The FCC is mandating that all DTV broadcasters transmit a minimum amount
of PSIP data come Feb. 1. PMCP will be used by traffic-system vendors,
guide-information services and other manufacturers to send their respective
data to the PSIP generator at the station.

Based on the programming language XML, it will automatically insert the
right information into the right fields on the programming guide. A program's
timing will be pulled from the traffic system; the content description, from
the guide service.

“Once PMCP is set up, the PSIP generator will automatically know what
channels are on-air,” says Graham Jones, director of communications
engineering for NAB and chair of T3/S1, the ATSC specialist group on PSIP.

“The system will know the long-term schedule or any last-minute
changes to ensure the electronic program guide is correct,” he added. Jones
oversaw the PMCP project, which took a year and involved such companies as CBS,
ABC, Decisionmark, Encoda, VCI and Triveni.

The FCC mandate gives broadcasters the option of transmitting EPG
information in minimum 12-hour chunks. But Art Allison, NAB senior engineer,
science and technology, warns stations about just doing the minimum: Because
DTV sets receive the PSIP data once a day, if viewers receive only the minimal
PSIP data, programming guide will be blank once the 12 hours end. Allison
recommends stations send out three days' worth of PSIP data daily so viewers
always have information available whenever they tune in.

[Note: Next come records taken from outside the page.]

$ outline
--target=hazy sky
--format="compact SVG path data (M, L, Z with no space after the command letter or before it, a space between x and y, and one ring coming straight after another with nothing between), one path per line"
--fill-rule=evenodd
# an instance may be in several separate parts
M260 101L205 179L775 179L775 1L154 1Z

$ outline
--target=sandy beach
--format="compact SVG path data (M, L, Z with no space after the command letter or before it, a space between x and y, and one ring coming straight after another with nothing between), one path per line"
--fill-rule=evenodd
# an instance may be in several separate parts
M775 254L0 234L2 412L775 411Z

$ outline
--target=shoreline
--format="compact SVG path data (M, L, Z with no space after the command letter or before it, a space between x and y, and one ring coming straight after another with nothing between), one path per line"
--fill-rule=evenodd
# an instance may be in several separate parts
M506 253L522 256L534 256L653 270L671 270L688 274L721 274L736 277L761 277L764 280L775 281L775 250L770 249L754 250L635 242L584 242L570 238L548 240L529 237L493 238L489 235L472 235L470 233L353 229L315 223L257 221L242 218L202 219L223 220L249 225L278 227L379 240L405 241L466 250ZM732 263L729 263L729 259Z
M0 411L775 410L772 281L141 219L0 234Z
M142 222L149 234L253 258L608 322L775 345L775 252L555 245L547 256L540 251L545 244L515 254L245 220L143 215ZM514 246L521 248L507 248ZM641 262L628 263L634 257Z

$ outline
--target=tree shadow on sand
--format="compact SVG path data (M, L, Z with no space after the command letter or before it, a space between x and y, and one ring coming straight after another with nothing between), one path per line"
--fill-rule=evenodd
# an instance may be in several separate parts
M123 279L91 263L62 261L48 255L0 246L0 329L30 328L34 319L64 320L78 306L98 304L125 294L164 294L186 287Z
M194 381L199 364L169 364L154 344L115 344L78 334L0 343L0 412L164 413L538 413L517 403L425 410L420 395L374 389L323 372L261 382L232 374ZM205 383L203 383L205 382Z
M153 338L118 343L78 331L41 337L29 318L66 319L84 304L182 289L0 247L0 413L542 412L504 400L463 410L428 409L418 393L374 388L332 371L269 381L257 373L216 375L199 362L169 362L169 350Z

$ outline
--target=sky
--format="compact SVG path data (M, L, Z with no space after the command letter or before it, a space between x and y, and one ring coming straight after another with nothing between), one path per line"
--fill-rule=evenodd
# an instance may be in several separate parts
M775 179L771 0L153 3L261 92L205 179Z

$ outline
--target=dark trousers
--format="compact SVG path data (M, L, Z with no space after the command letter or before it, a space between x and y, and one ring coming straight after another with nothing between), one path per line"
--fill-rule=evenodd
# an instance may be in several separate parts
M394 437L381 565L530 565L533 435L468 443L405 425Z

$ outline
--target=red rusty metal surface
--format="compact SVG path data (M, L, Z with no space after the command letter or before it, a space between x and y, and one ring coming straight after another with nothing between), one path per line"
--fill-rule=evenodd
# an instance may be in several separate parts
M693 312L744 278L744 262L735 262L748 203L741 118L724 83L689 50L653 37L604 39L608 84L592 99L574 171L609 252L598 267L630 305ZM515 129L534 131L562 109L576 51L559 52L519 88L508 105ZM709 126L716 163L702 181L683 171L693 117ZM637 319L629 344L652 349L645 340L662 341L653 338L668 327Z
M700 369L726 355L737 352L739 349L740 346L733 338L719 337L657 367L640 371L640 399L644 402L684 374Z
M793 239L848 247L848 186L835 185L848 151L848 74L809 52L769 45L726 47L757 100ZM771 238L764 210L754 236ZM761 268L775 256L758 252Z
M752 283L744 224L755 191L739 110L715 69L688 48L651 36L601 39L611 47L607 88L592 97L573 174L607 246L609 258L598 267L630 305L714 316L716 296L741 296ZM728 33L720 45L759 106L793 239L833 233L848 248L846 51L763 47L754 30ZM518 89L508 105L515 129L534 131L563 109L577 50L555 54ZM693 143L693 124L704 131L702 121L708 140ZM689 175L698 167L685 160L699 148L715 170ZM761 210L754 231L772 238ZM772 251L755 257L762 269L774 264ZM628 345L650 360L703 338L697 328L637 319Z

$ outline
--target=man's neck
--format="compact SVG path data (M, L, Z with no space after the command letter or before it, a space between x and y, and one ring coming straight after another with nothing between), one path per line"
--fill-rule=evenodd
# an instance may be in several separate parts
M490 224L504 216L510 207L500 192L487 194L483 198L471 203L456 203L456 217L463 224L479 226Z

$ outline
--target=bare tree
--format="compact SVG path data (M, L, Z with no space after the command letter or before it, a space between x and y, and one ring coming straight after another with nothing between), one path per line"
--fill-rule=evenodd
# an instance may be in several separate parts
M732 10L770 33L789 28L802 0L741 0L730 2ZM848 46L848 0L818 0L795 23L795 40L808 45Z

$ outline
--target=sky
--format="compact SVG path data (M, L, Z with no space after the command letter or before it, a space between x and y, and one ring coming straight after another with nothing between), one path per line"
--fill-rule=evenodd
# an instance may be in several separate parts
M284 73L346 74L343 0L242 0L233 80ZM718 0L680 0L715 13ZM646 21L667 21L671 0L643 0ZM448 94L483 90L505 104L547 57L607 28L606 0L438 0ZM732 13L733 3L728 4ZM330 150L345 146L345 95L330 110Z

Karyn Reid, regional account manager for traffic-system vendor VCI, has
been involved with PMCP for two years. The use of XML, the Internet programming
language that enables data to be easily passed between disparate systems, is
the key, she says, adding, “We're very excited about PMCP and see a real
future for XML-based databases.”

Although PMCP will enhance the roll-out quality of PSIP-based services,
it won't be available for station use until compliant products are introduced
at the NAB show, April 16-21, 2005.

Until then, vendors will be writing the programs and updates that will
make their existing products compatible with the system. Each vendor is
approaching the upgrade differently: Some charge a nominal fee for the upgrade;
others build it into new products.

Once the vendor interfaces are set up with the PSIP generator, the input
of PSIP data will be vastly improved.

The PSIP generator will pull in data—whether closed-captioning, EPG or
other related information—and push it into the DTV signal. The signal is then
broadcast and received by DTV and HDTV sets, where a PSIP receiver in the set
pulls in local broadcasters' program information and builds an electronic
program guide. Viewers just click a button marked “guide” or “info” on
the remote.

With the hard work of creating a standard behind it, the industry now
turns to implementation. New standards are tricky, but Jones is confident that
this one will get traction quickly.

“We had a good selection of manufacturers,” Jones says, “and we
believe we're over the number needed to become an industry standard.”